Peter Game is a journalist who broke some of the biggest stories of the 20th century. To celebrate his 90th birthday, Herald Sun journalist JEN KELLY spoke with Game last week about a story that sent shockwaves through Australian politics. He’s the journalist whose scoop led to one of the most momentous events in Australian...
He’s the journalist whose scoop led to one of the most momentous events in Australian history, and today Peter Game celebrates a momentous event of his own.
Mr Game, who blew the lid on the 1975 “Khemlani loans affair” that ended with the fall of the Whitlam government five weeks later, celebrates his 90th birthday today.
It was the biggest story in an extraordinary 61-year career – Mr Game retired only nine years ago, age 81.
Reflecting this week on the events of 1975, Mr Game said the scoop resulted from a letter he was told not to bother to write.
It was to Pakistani commodity dealer Tirath Khemlani, who had been named as the central figure in a covert bid by PM Gough Whitlam’s government to raise billions of dollars from Middle East oil sheiks.
After learning from another commodity dealer that Mr Khemlani had been authorised by the Australian government to raise $US8 billion in loans, Mr Game tracked down Mr Khemlani’s daughter, Shanti, in Singapore.
Mr Game told Shanti her father ought to tell his story because his name was being blackened in the Australian parliament.
“When I got back to Melbourne, I decided to write a letter (to Mr Khemlani via Shanti) and I was discouraged by somebody in The Herald at that time, who shall be nameless but who is no longer there, saying, ‘Oh, it’s not worth writing that letter’,” Mr Game said. “As it turned out he was very wrong.” Mr Game was sent to Darwin to report on the arrival by boat of refugees from East Timor, and on the way back was at a Mt Isa motel when he received a call from The Herald.

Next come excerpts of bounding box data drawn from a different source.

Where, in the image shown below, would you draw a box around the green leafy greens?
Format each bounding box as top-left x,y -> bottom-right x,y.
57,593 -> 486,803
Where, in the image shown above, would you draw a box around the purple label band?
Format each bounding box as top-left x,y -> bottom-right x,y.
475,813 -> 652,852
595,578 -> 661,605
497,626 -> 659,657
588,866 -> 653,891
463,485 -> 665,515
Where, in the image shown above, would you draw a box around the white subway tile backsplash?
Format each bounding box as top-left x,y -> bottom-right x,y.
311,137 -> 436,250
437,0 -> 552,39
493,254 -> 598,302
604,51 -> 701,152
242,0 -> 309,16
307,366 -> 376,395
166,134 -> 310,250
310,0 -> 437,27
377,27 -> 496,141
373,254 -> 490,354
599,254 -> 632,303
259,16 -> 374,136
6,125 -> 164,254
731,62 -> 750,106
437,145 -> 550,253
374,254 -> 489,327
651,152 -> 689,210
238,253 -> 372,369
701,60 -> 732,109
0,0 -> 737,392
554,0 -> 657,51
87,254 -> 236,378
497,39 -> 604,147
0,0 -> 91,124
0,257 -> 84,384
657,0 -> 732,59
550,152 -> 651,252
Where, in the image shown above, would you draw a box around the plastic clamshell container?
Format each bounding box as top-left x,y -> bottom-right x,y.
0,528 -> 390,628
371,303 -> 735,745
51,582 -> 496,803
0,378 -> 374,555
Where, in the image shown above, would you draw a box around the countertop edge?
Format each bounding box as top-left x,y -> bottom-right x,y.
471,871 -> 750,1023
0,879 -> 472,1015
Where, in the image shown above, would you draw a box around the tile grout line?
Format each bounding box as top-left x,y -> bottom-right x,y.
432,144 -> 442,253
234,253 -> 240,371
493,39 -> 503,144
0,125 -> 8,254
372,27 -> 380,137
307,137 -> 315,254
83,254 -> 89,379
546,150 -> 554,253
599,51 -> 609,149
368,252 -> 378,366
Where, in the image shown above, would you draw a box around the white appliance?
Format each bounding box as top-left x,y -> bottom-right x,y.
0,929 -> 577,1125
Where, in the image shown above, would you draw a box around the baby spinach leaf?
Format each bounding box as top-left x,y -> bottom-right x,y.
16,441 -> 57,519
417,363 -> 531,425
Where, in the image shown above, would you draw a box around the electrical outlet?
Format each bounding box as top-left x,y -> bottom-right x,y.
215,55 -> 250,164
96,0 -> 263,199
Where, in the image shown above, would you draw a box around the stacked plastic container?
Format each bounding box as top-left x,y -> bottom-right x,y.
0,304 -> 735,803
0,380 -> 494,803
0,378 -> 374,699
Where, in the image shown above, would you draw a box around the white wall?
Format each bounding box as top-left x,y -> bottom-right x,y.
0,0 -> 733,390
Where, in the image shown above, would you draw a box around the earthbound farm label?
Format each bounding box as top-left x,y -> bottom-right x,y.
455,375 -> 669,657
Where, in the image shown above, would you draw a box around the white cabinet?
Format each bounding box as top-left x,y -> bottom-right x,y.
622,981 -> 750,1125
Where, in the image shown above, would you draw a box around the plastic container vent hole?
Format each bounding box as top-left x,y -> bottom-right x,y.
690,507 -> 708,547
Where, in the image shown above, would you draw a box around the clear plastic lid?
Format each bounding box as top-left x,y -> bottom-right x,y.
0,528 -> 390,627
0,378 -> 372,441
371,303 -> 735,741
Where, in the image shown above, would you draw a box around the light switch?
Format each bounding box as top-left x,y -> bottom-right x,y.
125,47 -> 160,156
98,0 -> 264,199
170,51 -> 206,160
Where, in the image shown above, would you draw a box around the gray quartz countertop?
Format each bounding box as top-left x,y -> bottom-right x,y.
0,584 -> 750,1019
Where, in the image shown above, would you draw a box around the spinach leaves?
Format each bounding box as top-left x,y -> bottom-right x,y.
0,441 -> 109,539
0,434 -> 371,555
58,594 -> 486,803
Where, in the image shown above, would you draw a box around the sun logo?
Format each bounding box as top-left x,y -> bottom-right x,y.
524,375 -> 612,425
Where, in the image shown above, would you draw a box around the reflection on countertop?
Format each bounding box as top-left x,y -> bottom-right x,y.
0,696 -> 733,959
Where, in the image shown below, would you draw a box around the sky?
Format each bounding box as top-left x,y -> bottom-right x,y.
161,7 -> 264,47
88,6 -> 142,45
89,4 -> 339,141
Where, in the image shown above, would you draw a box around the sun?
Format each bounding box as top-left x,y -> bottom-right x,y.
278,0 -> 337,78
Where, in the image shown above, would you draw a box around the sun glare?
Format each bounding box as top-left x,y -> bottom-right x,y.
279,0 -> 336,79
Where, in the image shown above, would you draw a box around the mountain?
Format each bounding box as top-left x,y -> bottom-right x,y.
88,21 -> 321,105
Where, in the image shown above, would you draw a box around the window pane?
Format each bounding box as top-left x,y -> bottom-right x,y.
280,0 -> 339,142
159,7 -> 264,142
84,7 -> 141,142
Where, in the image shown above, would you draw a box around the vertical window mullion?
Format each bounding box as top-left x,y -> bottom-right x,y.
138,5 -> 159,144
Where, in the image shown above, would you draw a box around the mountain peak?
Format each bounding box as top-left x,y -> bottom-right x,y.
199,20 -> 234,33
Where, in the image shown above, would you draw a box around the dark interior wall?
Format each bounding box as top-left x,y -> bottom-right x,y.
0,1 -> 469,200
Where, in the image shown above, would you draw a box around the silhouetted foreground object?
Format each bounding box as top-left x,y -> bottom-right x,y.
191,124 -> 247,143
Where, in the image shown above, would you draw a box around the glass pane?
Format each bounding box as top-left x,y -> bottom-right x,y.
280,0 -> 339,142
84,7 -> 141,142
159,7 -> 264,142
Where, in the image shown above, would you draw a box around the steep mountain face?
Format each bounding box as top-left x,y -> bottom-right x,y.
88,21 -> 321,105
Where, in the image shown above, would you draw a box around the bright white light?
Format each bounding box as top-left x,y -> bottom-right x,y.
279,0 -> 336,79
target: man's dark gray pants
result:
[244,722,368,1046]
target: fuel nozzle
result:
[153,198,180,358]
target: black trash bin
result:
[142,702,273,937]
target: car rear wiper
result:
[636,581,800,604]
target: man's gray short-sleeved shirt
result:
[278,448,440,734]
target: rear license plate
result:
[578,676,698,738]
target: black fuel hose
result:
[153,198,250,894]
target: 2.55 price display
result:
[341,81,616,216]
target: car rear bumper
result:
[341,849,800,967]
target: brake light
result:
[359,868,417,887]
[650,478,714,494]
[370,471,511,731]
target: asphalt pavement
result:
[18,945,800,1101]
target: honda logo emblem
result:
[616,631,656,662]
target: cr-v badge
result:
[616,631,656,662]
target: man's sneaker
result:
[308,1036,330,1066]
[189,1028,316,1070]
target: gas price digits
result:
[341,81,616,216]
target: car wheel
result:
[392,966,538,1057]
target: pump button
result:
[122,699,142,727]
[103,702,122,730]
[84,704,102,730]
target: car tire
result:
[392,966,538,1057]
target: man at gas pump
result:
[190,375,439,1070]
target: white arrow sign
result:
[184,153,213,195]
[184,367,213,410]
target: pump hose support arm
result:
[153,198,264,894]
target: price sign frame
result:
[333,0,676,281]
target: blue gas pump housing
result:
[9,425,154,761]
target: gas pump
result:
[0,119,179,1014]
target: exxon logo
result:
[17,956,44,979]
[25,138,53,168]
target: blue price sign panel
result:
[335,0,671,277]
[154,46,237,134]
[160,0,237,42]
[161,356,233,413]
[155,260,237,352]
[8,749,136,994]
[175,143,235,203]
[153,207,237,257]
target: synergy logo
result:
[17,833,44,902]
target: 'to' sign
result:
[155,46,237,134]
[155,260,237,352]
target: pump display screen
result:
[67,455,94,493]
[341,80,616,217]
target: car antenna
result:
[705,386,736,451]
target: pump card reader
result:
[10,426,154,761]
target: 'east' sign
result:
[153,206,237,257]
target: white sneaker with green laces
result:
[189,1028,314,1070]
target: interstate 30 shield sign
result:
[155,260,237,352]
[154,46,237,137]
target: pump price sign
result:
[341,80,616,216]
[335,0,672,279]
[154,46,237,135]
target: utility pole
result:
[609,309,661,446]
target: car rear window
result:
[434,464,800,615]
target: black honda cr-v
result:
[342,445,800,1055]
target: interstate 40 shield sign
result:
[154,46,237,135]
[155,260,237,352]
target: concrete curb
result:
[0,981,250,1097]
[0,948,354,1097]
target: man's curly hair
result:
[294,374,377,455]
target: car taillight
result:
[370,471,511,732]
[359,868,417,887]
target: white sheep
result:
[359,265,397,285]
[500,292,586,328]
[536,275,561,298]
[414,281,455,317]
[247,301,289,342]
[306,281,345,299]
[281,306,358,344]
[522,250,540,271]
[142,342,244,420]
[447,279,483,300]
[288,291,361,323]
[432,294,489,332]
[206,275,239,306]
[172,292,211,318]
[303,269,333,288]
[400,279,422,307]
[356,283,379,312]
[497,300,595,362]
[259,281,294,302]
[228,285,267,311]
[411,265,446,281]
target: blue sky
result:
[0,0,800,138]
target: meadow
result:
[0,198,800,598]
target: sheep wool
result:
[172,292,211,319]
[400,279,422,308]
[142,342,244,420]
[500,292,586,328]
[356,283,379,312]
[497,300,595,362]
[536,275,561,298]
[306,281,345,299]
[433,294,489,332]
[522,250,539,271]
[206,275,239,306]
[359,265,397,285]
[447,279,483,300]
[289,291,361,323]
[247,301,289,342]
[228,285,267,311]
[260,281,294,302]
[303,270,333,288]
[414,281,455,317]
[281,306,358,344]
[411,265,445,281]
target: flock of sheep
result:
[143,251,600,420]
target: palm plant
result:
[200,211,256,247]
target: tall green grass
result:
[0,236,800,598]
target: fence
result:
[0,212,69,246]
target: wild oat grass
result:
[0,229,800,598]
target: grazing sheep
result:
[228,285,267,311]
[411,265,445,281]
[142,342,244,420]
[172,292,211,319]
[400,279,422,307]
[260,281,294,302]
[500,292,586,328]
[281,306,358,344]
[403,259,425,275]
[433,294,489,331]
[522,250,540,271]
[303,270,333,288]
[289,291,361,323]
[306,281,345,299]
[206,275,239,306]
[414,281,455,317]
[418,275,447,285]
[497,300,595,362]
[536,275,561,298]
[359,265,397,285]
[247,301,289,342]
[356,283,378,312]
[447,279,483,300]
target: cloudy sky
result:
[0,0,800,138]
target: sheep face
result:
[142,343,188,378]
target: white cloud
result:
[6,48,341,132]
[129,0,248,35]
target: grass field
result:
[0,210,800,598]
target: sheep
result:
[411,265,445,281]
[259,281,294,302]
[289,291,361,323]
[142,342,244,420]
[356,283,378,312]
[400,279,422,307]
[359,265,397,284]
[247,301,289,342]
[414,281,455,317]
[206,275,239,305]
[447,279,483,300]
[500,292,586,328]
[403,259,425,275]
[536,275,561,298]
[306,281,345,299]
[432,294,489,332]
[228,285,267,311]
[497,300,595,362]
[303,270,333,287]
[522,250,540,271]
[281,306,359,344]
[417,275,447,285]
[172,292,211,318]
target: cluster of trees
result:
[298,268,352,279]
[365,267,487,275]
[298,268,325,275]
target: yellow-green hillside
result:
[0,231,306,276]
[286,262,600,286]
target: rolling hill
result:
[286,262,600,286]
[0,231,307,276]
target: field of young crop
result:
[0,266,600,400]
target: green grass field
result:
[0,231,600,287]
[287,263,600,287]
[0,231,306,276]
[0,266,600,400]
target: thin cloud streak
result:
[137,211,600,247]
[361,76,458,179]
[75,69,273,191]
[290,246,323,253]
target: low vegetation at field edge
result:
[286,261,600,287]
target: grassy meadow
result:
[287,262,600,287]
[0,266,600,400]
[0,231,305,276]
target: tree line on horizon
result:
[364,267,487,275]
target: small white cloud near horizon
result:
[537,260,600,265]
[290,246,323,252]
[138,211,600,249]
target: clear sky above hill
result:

“They said Khemlani had rung, and when they said I wasn’t there, he said he wouldn’t speak to anybody else,” Mr Game said.
So Mr Game phoned Mr Khemlani in London, and they arranged to meet at the Sydney Hilton, where Mr Game eventually persuaded him to tell his story.
The next week, Mr Game met Mr Khemlani in London and over the next month recorded 19 hours of interviews in the commodity dealer’s West End basement office, mostly at night. Game’s scoop, in which Mr Khemlani revealed he still had the go-ahead to raise the loans, appeared in The Herald on October 8, sending shockwaves through Australian politics.
After further revelations by Mr Game, minerals and energy minister Rex Connor resigned, giving Opposition leader Malcolm Fraser the “reprehensible circumstance” he had sought to justify blocking supply. The crisis culminated with governor-general Sir John Kerr’s dismissal of Whitlam on November 11.
Mr Game won a Walkley Award for his scoop, the highlight of a career that began when he was hired as a cadet by Herald and Weekly Times chairman Sir Keith Murdoch in 1947, initially writing The Herald’s shipping column for three pounds a week. Over six decades, Mr Game was an investigative reporter, feature writer, editorial writer, chief-of-staff, and assistant to the editor.
He worked in Fleet St in the 1950s, filed stories from Antarctica in 1970 and wrote the In Black & White column in the early ’70s.
These days the retired newshound is kept busy officiating at motor racing events, sailing, and travelling with his wife of 63 years, Betty.